It was a very controversial and very entertaining finish to Sunday's Chevrolet Silverado 250 at Canadian Tire Motorsports Park in Ontario, Canada. That's when Chase Elliott and Ty Dillon got together sending Dillon into the wall and Elliott to victory lane for the first time in his NASCAR Camping World Truck Series career.
Since then the discussion has been about what had happened. Elliott and Dillon made contact but what had happened has been debated about. Many people were up in arms about how the race ended and felt that Dillon was dumped by Elliott and that Elliott was wrong in what he did. Others felt Elliott had position and Dillon came down.

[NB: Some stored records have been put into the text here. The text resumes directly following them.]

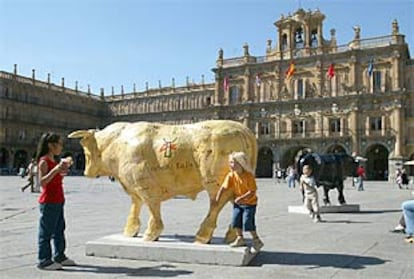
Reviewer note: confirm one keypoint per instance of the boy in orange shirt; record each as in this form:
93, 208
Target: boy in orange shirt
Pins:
240, 180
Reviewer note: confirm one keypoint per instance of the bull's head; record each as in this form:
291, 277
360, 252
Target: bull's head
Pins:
93, 161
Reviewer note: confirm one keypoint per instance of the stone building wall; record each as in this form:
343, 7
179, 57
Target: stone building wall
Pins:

Dillon wasn't happy with Elliott either. He was very unpleased with what occurred and went up to Elliott after the race and questioned the move. The race teams of both drivers even got into a pit road altercation at the end of the race although it didn't last long. It was a wild scene in Canada and it brought me back to a sunny day in June 1991 in Sonoma, California when two drivers had a similar altercation and NASCAR took actions into their own hands.
On that particular day Ricky Rudd and Davey Allison found themselves in a battle in the closing laps of the 1991 Banquet 300. The two drivers inherited the lead after Tommy Kendall and Mark Martin go together with four laps to go. Kendall was leading when he and Martin made contact in corner number seven, sending Martin into a hard spin. Kendall remained in the lead but was chased down by both Allison and Rudd after suffering from a flat tire from the incident.
That set the stage for perhaps one of the most strangest finishes in NASCAR history. Allison and Rudd pulled away from Kendall and it would be those two to determine the finish. Allison led by over three car lengths originally and had a pretty consistent lead for the next three laps. Rudd, however, wasn't to be denied.
Back in the early 1990's Unocal 76, the company that supplied the fuel for NASCAR, gave a cash bonus for any driver who won from the pole. Rudd was the pole sitter and was due to make an extra $45,600 if he could find his way into victory lane. Add that with the fact that Rudd was second in the points standings and a win for Rudd could really go a long way.
As the leaders were coming to the white flag, Allison came up on the lap car of Dave Marcis. Marcis tried to get out of the way but still slowed down the #28 Robert Yates Racing Ford just enough so Rudd could catch him. As they headed into corner #11 Rudd reached the back bumper of Allison's car and the two drivers made contact, sending Allison into a spin as Rudd sped off. Rudd had reached the bumper of Allison and the only way he could have beaten Allison was to make contact and slide on by and that's exactly what he did.
It looked like Rudd was well on his way to his second victory of the 1991 season and the 13th of his NASCAR Winston Cup Series career. Just as fans were catching their breaths from the incident a NASCAR official walked over to the Ricky Rudd pits and began talking to his crew chief Waddell Wilson. Wilson became visibly upset in Rudd's pit while Davey Allison's crew stewed in his pit.
Rudd came off of turn #11 as the leader of the race and received the checkered and the black flag as NASCAR has apparently penalized Rudd for the incident with Allison. Allison, meanwhile, held his hand out the window and took the checkered flag as he was credited with the victory in a move that NASCAR had never done before. They had taken the win away from a driver who had crossed the finish line first.
Chaos ensued. Rudd's team was going nuts throwing their arms up and wailing not understanding the ruling. Allison's pit was confused but Allison pulled right into victory lane and was declared the winner. Allison had won and Rudd was given a one second penalty and finished in the second position. It was Allison's only win at Sonoma and the tenth of his Winston Cup career.
The last lap contact between Rudd and Allison has been debated for years. Some say Allison gave Rudd a little too much room on the inside and Rudd tried to get his nose underneath him and when Allison came down they made contact. Others flat out say that Rudd flat out dumped Davey Allison and he deserved the penalty.
Whatever side of the fence you were on that day in Sonoma, California you can't help but think about the similarities between that afternoon and Sunday's finish in at Canadian Tire Motorsports Park in Canada. You can bet 20 years from now people will still be debating who was right and who was wrong, just like they still do about the finish of the 1991 Banquet 300 at Sonoma.